L’estate è stata torrida, con una densità di avvenimenti che avrebbe soddisfatto la cronaca di un anno: attacchi ripetuti ai titoli di Stato, due manovre, defatiganti trattative interne al governo per trovare gli accordi necessari, annunci di provvedimenti e poi smentite… Tutto, sotto gli occhi dei mercati e dell’intera comunità internazionale. Sì, perché stavolta la posta in gioco è davvero alta e riguarda né più né meno la sopravvivenza della moneta unica, dell’euro. L’Italia si trova oggi al cuore della crisi, un po’ vittima un po’ concausa, per via dei ritardi nel varare le riforme strutturali necessarie ad affrontare il problema ormai cronico della bassa crescita economica. La tenuta dei conti pubblici, che sembravano in sicurezza (il vanto del governo), è stata di colpo messa in discussione dalle nuove crisi della borsa, fino a paventare il rischio di insolvenza.

 

In un’Europa sempre più somma di singoli Stati piuttosto che compagine unitaria, ridotta alle iniziative personalistiche di Angela Merkel e di Sarkozy, l’unico organismo che conserva con certezza una visione d’insieme, se non altro perché posto a guardia dell’euro,  resta la Banca centrale europea: è su si essa che anche l’Italia ha potuto contare nei momenti più bui. Infatti, dobbiamo alla Bce e alla sua decisione di acquistare i nostri titoli di Stato il ritorno a una certa normalità del mercato sui nostri titoli di Stato pluriennali.

 

Ma non potrà durare a lungo.

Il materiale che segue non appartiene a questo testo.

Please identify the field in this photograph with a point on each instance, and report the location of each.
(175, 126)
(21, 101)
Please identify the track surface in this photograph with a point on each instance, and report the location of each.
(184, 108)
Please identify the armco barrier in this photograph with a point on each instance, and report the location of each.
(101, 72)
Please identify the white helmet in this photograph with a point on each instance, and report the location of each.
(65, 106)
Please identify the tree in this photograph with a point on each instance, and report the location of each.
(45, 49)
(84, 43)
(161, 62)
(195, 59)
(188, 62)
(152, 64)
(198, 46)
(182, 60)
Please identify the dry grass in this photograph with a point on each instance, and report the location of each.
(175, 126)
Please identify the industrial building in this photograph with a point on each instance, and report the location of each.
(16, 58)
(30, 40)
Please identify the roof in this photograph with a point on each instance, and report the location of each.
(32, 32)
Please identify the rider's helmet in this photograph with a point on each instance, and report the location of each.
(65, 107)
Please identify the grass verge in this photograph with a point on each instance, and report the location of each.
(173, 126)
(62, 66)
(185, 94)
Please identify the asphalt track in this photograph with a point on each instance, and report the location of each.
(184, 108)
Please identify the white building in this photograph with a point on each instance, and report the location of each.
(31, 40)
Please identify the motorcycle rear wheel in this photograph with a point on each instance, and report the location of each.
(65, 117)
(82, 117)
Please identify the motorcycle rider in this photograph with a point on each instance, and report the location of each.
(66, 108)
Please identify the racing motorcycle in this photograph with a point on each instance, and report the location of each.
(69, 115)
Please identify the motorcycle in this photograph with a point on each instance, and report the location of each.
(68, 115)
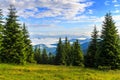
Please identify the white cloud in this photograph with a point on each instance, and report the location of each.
(116, 11)
(63, 8)
(114, 1)
(107, 3)
(117, 5)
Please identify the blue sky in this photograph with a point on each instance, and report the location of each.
(63, 16)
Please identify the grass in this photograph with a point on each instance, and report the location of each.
(51, 72)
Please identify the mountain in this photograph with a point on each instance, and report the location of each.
(84, 42)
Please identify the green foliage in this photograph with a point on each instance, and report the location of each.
(28, 46)
(51, 58)
(51, 72)
(109, 51)
(68, 54)
(1, 32)
(44, 57)
(13, 42)
(78, 58)
(60, 53)
(90, 57)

L’Italia è chiamata a dare prova di capacità di comunicare credibilità e tranquillizzare i mercati, attraverso una rafforzamento dell’iniziativa politica, nel metodo e nei contenuti, facendo dimenticare i “tira-e-molla” della manovra di agosto.

 

L’autunno sarà comunque difficile, primo di una serie di stagioni difficili. Di queste ultime settimane restano alcune cose che dovremo tenere bene a mente: ravvivare il senso di appartenenza al Paese, per affrontare i sacrifici che siamo chiamati a fare (speriamo con equità) e accrescere il nostro senso di appartenenza all’Europa, perché abbiamo avuto conferma del fatto che oramai ci lega un destino comune.